The day of the party arrived. She was the prettiest woman present, elegant, graceful, smiling, and quite above herself with happiness. All the men stared at her, inquired her name, and asked to be introduced to her. She left the party about four o’clock in the morning. Arriving at home, She took off the clothes. But suddenly she uttered a cry. The necklace was no longer round her neck. So her husband returned to the party to find the necklace but he had found nothing. His face lined and pale. “You must write to your friend,” he said, “and tell her that you’ve broken the clasp of her necklace and are getting it mended. That will give us time to work and get money to replace the necklace”

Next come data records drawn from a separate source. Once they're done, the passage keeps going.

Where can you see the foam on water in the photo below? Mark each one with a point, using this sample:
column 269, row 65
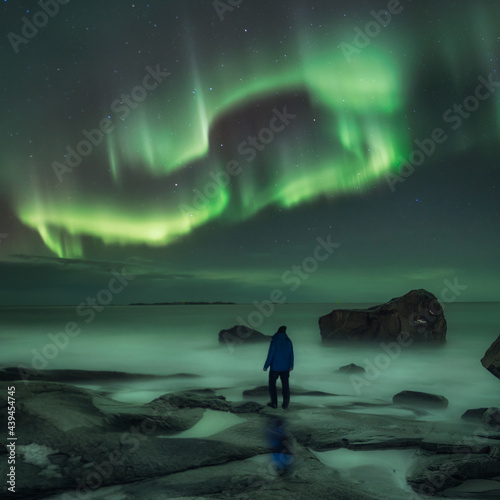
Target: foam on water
column 166, row 340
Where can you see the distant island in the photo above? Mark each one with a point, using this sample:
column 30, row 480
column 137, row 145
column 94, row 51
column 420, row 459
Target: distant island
column 183, row 304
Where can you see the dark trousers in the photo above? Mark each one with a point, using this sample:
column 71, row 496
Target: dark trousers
column 285, row 388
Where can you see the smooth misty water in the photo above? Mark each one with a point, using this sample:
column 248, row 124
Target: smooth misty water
column 165, row 340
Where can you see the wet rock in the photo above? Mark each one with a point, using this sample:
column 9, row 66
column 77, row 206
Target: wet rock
column 474, row 414
column 434, row 474
column 241, row 334
column 422, row 399
column 350, row 369
column 263, row 391
column 491, row 419
column 491, row 359
column 414, row 317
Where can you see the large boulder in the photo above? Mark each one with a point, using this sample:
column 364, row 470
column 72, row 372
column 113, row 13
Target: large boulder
column 491, row 359
column 416, row 316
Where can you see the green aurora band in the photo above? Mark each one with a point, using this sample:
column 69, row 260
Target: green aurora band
column 360, row 102
column 364, row 131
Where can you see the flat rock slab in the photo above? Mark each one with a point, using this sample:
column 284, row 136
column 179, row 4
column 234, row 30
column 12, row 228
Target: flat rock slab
column 422, row 399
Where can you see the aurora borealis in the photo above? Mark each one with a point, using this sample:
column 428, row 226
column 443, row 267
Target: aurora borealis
column 207, row 155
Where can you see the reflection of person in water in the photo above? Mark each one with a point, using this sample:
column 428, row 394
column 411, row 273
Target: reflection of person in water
column 280, row 359
column 281, row 452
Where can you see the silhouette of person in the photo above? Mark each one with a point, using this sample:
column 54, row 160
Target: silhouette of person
column 280, row 445
column 280, row 359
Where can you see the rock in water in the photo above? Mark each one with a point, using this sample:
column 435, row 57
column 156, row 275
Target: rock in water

She came to know the heavy work. She washed the plates, dirty linen, the shirts and dish-cloths, and hung them out to dry on a string. Every morning she took the dustbin down into the street and carried up the water, stopping on each landing to get her breath. She went to the fruiterer, to the grocer, to the butcher, a basket on her arm, haggling, insulted, fighting for every wretched halfpenny of her money. While her husband worked in the evenings at putting straight a merchant’s accounts, and often at night he did copying at twopence-halfpenny a page. This life lasted ten years and they had enough money to to buy and replace the necklace.
She went to meet Madame Forestier.
“You remember the diamond necklace you lent me?. Actually I lost it”
“How could you? Why, Well, you meet me to return the necklace now?”
“Yes, I bring you another necklace just like it. And for the last ten years we have been working hard for it. You realise it wasn’t easy for us; we had no money. Well, it’s paid for at last, and I’m glad indeed.”
Madame Forestier smiled in proud and innocent happiness. She deeply moved and said;
“Oh, my poor Mathilde! But mine was imitation. It was only worth at five hundred francs!”